Preferably, the dioctyl phosphorus chloride and bromooctane molar ratio 1: 1.1~1.3.
Preferably, the organic solvent is at least one of toluene, benzene.
Preferably, dioctyl phosphorus chloride, bromooctane and organic solvent are added into reaction unit, stirs evenly, is warming up to
It 100 DEG C, reacts 18 hours.
Preferably, brown liquid is obtained, distilled water is added, hydrolysis 20min is stirred at room temperature.
Preferably, solution is adjusted to alkalinity with 10wt%NaOH solution.

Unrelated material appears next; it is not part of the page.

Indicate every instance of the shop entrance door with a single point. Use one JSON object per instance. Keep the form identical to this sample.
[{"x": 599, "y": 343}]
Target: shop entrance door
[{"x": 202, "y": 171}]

The preparation method reaction step of the present invention is simple, and environmentally protective, Atom economy is good, and product purity is high, is easy to point
From the foreground with industrialization.
Specific implementation mode
Technical solution in the embodiment of the present invention is described in detail below, it is clear that described embodiment is only
It is only a part of the embodiment of the present invention, instead of all the embodiments.Based on the embodiments of the present invention, ordinary skill
The every other embodiment that personnel are obtained without making creative work belongs to the model that the present invention protects
It encloses.
Embodiment 1
2g dioctyls phosphorus chloride (0.007mol), 1.2equiv 1.58g bromooctanes are added in 50ml single port bottles
(0.008mol), 20ml benzene (drying), stirs evenly, and is warming up to 80 DEG C, reacts 24 hours,31The reaction was complete for P-NMR detections.Rotation
Turn evaporimeter and benzene solvent is evaporated off, obtain brown liquid (trialkyl dihalo phosphorus intermediate), distilled water is added, stirs at room temperature
Hydrolysis 10min is mixed, solution is adjusted to alkalinity with 5wt%NaOH solution, with chloroform extraction, distillation water washing to neutrality, rotation
Turn evaporimeter and solvent is evaporated off, with recrystallizing methanol, obtains white solid trioctylphosphine oxide, yield 88%.
Embodiment 2
2g dioctyls phosphorus chloride (0.007mol), 1.2equiv 1.58g bromooctanes are added in 50ml single port bottles
(0.008mol), 20ml toluene (drying), stirs evenly, and is warming up to 120 DEG C, reacts 12 hours,31The reaction was complete for P-NMR detections.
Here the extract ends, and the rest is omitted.